Table 16.5 — Elastomer brand landscape (early 2026). The Recreus FilaFlex 60A product is essentially the only consumer access to printable Shore 60A elastomer in the FDM market — printing it successfully requires a constrained-path extruder and substantial hardware investment beyond general-purpose printers. NinjaTek and Polymaker dominate the 85A–95A consumer mainstream. Fillamentum Flexfill PEBA 90A and 3DXTech's experimental 3DXLABS PEBA 90A are the specialty consumer-tier entry points for polyamide-block elastomer, joined at the budget tier by eSun and SainSmart PEBA 90A and by Siraya Tech's non-foaming PEBA 85A and 95A; colorFabb's varioShore TPU is the consumer-tier reference for foaming elastomer applications, with Siraya Tech's foaming line covering the midsole and cushioning end.

16.11 Application fit

Choose TPU when: the part requires flexibility, vibration damping, or rubber-like compression behavior at room temperature; abrasion resistance matters (TPU outperforms most other elastomers); the application sees brief exposure to oils or aliphatic solvents (polyester-based TPU resists these well, polyether-based less so); cost is constrained and the application tolerates the 80 °C continuous-service ceiling.

Choose TPEE when: the elastomer will see continuous service above 80 °C (engine-bay grommets, high-temperature gaskets, oven-adjacent dampers); creep resistance under sustained load matters more than maximum elongation; oil and fuel exposure is in scope (TPEE outperforms TPU on both).

Choose PEBA when: dynamic flex performance is the binding constraint (athletic footwear midsoles, sporting equipment, repeated-cycle mechanical springs); the part will see uncontrolled humidity in service (PEBA's hydrolytic stability substantially exceeds TPU's); low density matters (PEBA has the lowest density of the elastomer chemistries in commercial FDM filament form); the temperature range extends from below freezing through 70–90 °C continuous (~100 °C short-term in the stiffest grades); cost is justified by performance.

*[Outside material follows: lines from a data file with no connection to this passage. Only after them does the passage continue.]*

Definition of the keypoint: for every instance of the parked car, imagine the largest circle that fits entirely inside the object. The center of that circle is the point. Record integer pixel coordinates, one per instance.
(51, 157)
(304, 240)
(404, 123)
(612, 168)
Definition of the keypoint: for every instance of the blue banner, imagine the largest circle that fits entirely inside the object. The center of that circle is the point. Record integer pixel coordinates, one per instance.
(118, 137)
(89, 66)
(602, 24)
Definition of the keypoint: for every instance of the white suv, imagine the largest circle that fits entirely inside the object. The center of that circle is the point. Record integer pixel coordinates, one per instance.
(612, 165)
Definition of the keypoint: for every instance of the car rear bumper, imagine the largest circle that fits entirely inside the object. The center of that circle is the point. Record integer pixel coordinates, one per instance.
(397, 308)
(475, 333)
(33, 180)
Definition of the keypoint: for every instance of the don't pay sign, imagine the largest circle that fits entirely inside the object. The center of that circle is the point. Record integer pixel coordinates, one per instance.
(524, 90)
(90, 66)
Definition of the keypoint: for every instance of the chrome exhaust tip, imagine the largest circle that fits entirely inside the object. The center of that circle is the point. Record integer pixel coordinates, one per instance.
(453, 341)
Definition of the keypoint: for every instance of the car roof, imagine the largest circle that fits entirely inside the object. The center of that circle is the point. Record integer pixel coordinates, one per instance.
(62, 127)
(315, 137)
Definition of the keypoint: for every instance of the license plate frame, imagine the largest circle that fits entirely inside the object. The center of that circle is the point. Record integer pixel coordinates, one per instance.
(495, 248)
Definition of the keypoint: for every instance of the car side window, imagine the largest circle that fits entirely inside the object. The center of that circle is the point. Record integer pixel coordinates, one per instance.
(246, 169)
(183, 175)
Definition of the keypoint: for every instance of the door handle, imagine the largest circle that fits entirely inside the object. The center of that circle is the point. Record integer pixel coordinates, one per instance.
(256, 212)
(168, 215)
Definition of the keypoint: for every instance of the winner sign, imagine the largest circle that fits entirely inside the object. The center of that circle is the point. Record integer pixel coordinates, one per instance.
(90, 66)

Choose a foaming elastomer when: the design goal is cushioning under cyclic compression (footwear midsoles are the canonical case); reduced weight at retained softness matters; acoustic damping is part of the application; dimensional precision is not the binding constraint (per-spool foaming expansion drift makes tight-tolerance mating surfaces challenging).

Avoid elastomer filaments when: the part needs precise dimensional tolerance (elastomers print with looser dimensional control than rigid polymers); multi-material printing with rigid filaments is required and the rigid material's process temperature exceeds the elastomer's Vicat point; the design loads the elastomer in compression with no relief geometry (elastomer compression set is 15–40% for solid grades (Table 16.3; foamed grades run higher) and degrades the application over time).